When it comes to long-term food storage, canning is at the top of the list. Canning preserves flavor and color of fresh food. Depending on what is canned and how it is processed to can, food will remain fresh from 18 months to years. However, knowing where to start can be difficult. That’s why I bring to you canning for beginners!
Canning For Beginners
From preserving a bountiful garden harvest to making the most of the sales to stock your pantry for winter, canning a is a great way to have better quality food than you would find at the local supermarket.
Canning is the process of heating food hot enough to kill off microorganisms that cause food to rot or mold. This allows the food to remain safe to eat for years. As the jar is heated, the air inside is released, creating a vacuum that seals the jars and locks out new bacteria.
To help preserve the food, you use acid, salt, or sugar in a variety of combinations to create an environment in which natural rotting is slowed down.
Choosing what to can
The question isn’t necessarily what can you, uh, can, but what do you want to can? For beginners, fruit jams and jellies, pickles, and other vegetables are great to start with. When picking produce to can, you want to choose the best quality so you have a fresh and great tasting final product.
All produce should be at its peak of freshness, crisp and colorful. Learn how to pick the best vegetables and print your own copy of the vegetable buying guide. Fruits should always be plump and juicy.
The best way to get started canning is to make sure you have the right equipment. I talk in detail about what products I love to use and recommend for canning in an older post I wrote. Let’s take a moment and talk briefly about some of the items I suggest.
You can dive in with an inexpensive all-in-one water bath canning kit. Water bath canning has limitations, but you have the advantage of its easy learning curve making it perfect for beginners. Water bath canning kits come with a large enough pot to place jars for sterilizing and sealing as well as all of the basic tools you need to can easily and safely.
These tools usually include funnels, can lifters, lid grabbers, and tongs. If you don’t have a basket for the jars to keep them from touching the bottom you can use a tea towel. While water bath canning is the easiest for beginners, some families will find it prudent to skip to a pressure canner to allow them to can what they need to from corn to soup stock.
If you are buying a toolkit, look for one with:
- A wide mouth canning funnel
- jar lifter
- jar wrench
- bubble popper/air pocket measuring tool
- magnetic lid lifter
- and a good pair of tongs
Prepworks by Progressive Canning Funnel for Regular and Wide Mouth JarsBall Secure-Grip Jar Lifter (by Jarden Home Brands)StarPack Basics Range Silicone Kitchen Tongs 2 Pack (9-Inch & 12-Inch) in FDA Grade, Bonus 101 Cooking Tips (Gray Black)

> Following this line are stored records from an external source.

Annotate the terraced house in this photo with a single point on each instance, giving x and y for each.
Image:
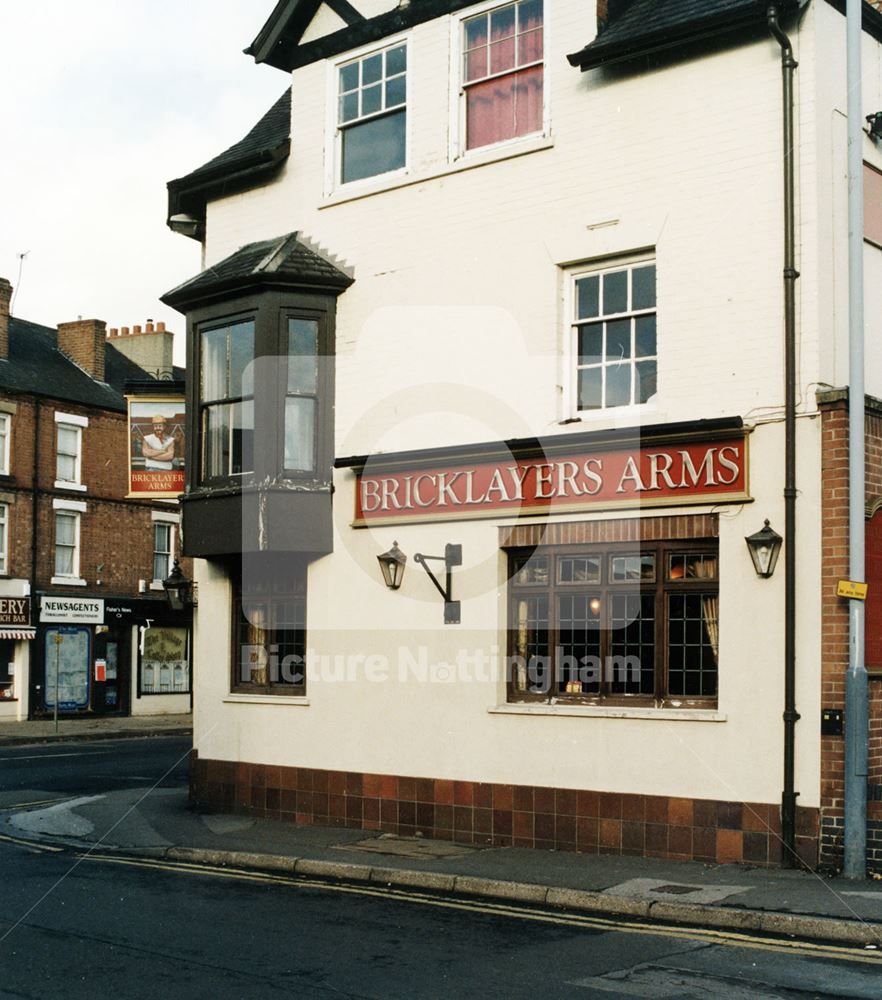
(510, 333)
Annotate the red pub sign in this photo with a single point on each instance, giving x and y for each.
(559, 479)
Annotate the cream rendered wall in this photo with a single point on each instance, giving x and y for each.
(453, 332)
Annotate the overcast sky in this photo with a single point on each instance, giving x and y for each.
(103, 102)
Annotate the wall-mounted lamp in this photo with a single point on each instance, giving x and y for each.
(178, 589)
(392, 565)
(764, 546)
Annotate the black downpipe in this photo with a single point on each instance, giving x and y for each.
(790, 859)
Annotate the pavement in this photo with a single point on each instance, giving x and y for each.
(93, 728)
(161, 823)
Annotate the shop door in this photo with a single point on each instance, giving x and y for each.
(110, 688)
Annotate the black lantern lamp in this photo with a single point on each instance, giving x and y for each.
(392, 564)
(178, 589)
(764, 546)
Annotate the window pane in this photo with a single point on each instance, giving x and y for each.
(374, 147)
(618, 384)
(241, 356)
(213, 355)
(647, 381)
(302, 355)
(587, 296)
(615, 292)
(590, 389)
(643, 287)
(396, 60)
(645, 336)
(300, 433)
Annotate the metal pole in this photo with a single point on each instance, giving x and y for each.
(856, 697)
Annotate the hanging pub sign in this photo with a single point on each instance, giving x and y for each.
(156, 446)
(558, 475)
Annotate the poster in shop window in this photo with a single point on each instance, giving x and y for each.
(67, 659)
(156, 446)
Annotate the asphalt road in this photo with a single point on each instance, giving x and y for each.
(76, 926)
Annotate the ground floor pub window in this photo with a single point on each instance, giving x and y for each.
(66, 653)
(615, 624)
(165, 662)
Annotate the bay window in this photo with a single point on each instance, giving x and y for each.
(503, 73)
(615, 624)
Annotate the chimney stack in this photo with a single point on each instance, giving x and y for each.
(83, 343)
(150, 347)
(5, 296)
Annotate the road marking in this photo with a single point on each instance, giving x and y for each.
(31, 844)
(738, 939)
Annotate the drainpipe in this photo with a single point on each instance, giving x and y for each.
(856, 695)
(791, 716)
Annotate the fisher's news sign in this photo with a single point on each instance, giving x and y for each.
(560, 479)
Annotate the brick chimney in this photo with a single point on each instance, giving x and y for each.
(5, 296)
(149, 347)
(83, 343)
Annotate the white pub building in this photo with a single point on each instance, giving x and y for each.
(511, 331)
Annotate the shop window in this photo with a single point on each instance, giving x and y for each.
(269, 614)
(226, 396)
(503, 73)
(5, 440)
(614, 624)
(613, 330)
(371, 114)
(4, 543)
(163, 550)
(7, 669)
(165, 662)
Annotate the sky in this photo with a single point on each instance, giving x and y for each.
(104, 101)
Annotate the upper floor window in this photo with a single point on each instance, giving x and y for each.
(5, 436)
(503, 74)
(614, 336)
(372, 114)
(226, 399)
(69, 450)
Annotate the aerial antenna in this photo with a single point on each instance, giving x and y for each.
(21, 258)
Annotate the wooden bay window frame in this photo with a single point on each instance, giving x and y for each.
(554, 589)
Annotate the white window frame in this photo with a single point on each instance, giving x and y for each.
(570, 351)
(5, 443)
(457, 131)
(333, 134)
(4, 541)
(76, 423)
(171, 521)
(75, 509)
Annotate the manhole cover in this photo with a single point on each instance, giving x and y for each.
(407, 847)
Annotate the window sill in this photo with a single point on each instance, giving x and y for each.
(468, 161)
(266, 699)
(613, 712)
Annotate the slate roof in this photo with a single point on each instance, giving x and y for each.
(286, 260)
(36, 366)
(644, 26)
(246, 163)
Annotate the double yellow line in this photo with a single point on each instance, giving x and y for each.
(733, 938)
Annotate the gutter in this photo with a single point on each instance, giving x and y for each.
(790, 858)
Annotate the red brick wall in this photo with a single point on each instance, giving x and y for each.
(834, 624)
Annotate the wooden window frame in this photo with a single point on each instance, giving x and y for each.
(662, 588)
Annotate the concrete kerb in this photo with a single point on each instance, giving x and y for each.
(792, 925)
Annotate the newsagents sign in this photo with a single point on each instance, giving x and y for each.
(72, 609)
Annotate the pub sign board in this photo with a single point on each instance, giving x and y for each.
(559, 480)
(15, 611)
(156, 446)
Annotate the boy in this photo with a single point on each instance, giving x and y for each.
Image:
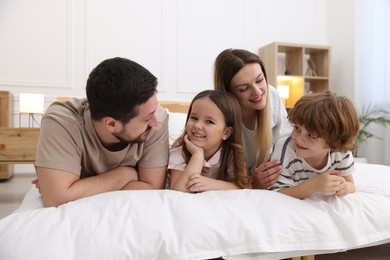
(317, 156)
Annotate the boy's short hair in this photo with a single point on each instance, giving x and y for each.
(328, 116)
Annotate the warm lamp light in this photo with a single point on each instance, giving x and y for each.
(30, 104)
(284, 92)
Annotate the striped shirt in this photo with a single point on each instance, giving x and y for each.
(295, 170)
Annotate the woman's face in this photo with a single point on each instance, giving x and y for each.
(250, 87)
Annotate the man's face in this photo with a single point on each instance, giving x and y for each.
(136, 130)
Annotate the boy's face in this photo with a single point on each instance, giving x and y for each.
(309, 147)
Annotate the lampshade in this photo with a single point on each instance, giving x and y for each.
(284, 91)
(31, 103)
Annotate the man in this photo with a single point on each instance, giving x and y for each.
(115, 139)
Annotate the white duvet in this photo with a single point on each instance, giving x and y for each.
(243, 224)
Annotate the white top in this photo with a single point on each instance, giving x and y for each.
(210, 167)
(279, 123)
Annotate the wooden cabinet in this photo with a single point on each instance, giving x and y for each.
(6, 170)
(18, 145)
(304, 68)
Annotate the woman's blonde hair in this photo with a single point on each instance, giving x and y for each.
(232, 150)
(229, 63)
(328, 116)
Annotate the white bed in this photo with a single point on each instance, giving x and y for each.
(164, 224)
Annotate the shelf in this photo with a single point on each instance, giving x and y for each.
(304, 68)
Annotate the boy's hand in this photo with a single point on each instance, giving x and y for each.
(328, 183)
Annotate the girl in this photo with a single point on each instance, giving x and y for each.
(209, 154)
(264, 118)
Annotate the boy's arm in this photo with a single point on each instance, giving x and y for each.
(347, 186)
(327, 183)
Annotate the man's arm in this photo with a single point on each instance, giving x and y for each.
(149, 179)
(58, 187)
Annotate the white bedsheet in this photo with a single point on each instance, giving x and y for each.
(243, 224)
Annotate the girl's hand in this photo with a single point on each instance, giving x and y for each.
(266, 175)
(199, 183)
(191, 147)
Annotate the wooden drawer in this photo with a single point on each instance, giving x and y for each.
(18, 145)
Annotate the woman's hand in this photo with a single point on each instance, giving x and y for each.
(266, 175)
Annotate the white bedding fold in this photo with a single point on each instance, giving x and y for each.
(166, 224)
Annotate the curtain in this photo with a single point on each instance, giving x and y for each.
(372, 67)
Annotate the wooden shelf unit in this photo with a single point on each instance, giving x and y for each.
(288, 64)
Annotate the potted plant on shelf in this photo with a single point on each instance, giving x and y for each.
(371, 115)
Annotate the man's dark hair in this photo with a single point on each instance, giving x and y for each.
(116, 88)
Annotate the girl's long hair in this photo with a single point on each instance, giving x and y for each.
(232, 151)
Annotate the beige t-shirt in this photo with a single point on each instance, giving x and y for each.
(68, 142)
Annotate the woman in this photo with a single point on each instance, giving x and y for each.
(264, 117)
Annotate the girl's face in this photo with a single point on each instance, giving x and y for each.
(206, 126)
(309, 147)
(250, 88)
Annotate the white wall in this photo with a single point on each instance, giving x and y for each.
(50, 47)
(341, 36)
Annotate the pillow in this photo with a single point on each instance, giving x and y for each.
(236, 224)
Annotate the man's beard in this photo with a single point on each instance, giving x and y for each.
(140, 139)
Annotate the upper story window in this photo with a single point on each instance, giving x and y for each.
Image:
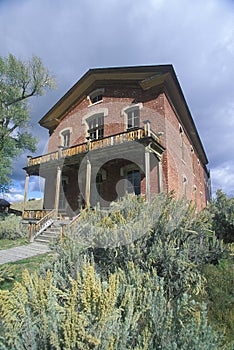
(96, 126)
(134, 182)
(65, 137)
(96, 96)
(132, 116)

Sterilizing your canning jars
Sterilizing jars is vital to killing off microorganisms that will spoil your food. ALWAYS sterilize jars before use. Boiling the jars and leaving them hot when you pour hot food into the jars helps keep them from bursting as well. If you will be processing many jars at once, bring a large stock post separate from your canning pot to a boil to sterilize jars even while some are processing. You can not skip the sterilizing step.
What to do if the jars do not seal?
The sound of jars sealing on the counter with a loud ping is so satisfying. Sadly sometimes jars do not seal. As a beginner, you will see this often while you are learning. Errors happen but all is not lost. When a jar fails to seal, you have two options. You can reprocess in your canner again within the first 24 hours, or you can opt to put the jar in the refrigerator and use over the next few days.
How to store home canned foods
One rookie mistake many beginners make is not properly storing jars. Many assume you must leave the rings on. This is a bad idea because the rings keep the lid in place. Should the seal on the lid break, the lid could reseal after bacteria have had a chance to get into the jar allowing it to grow and make your food unsafe to eat.
Another big storage mistake is stacking the jars. Stacking jars create the same effect as leaving the rings on. You want the lids to be capable of sliding out-of-place so they can not reseal again without you knowing the seal had broken. Never store filled canning jars on their side. This allows liquid to touch the canning lid and create rust that will contaminate your food. If a jar is stored on its side and the seal breaks, you can find yourself in a sticky situation as the lid slips off and the contents spill out over your storage area.
How to get the best results while canning
Canning recipes can be frustrating because sometimes they don’t work out the same for you as they did for the person that made them first. It is generally better to boil or leave in the pressure canner longer than to pull it early and risk bacteria.
To help prevent bursting, allow the jars cool in the pot a bit before removing and never place on a cold surface right after pulling from the canner or the jars could break. Remove trapped air inside with a bubble popper or by gently shaking the jar to move air bubbles to the top.